For its part, after nearly two decades of being silenced, the burst of civil society activity has recently dissolved into internal squabbles. Syrian advocates of democracy are accustomed to working alone, writing alone and criticizing alone. Joint action will have to overcome the habits of atomization in an unfriendly environment. This “art of association” is another dimension of reform that requires more time and practice before it becomes effective. Still, advocates of civil society resurgence — many of whom are fiercely courageous and highly principled — refuse to swallow the regime’s choice of two scenarios: either the status quo or chaos/civil war. They also reject the use of the confrontation with Israel as an excuse for domestic repression and belt-tightening. “Why do most Syrians have to tighten their belts while a handful are accumulating unspeakable wealth through the control of public resources?” asked one reformer.
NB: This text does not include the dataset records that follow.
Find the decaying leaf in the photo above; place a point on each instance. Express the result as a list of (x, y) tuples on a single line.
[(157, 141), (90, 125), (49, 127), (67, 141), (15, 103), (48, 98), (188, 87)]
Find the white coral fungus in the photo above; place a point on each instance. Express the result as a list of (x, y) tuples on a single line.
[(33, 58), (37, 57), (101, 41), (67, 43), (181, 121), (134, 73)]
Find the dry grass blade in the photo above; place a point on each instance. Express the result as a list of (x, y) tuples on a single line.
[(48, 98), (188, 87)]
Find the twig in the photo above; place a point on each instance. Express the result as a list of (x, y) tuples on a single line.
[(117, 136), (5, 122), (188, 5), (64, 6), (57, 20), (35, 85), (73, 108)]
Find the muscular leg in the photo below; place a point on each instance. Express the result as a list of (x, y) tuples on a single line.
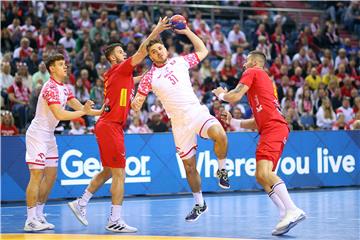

Another candid figure simply remarked: “We have not fired one shot across the Golan for decades…where is the confrontation?” The nationalist prestige accruing to Syria from its state of confrontation with Israel may reflect the weakness and helplessness of other Arab regimes more than Syria’s combative stance. Nonetheless, Syrians rightly pride themselves on not having submitted to an unjust peace.
Some radical Syrian intellectuals believe Syria needs to be beaten clean like a carpet, both the state and society. They view the present quagmire, ironically, as healthy. Meanwhile, Syria observers and outwardly oriented regime officials are looking at one factor that may tip the balance in favor of reforms in the near future: the incorporation of Syria into the global economy through membership in the WTO or through the Euro-Med Partnership Scheme. For the time being, it is likely that conservative statist logic will prevail, even among the most enthusiastic regime reformers. The mere fact that the new Asad regime admitted to a social and economic crisis, and is devoting executive attention to internal affairs, is a step forward in a very long and arduous journey back from stagnation.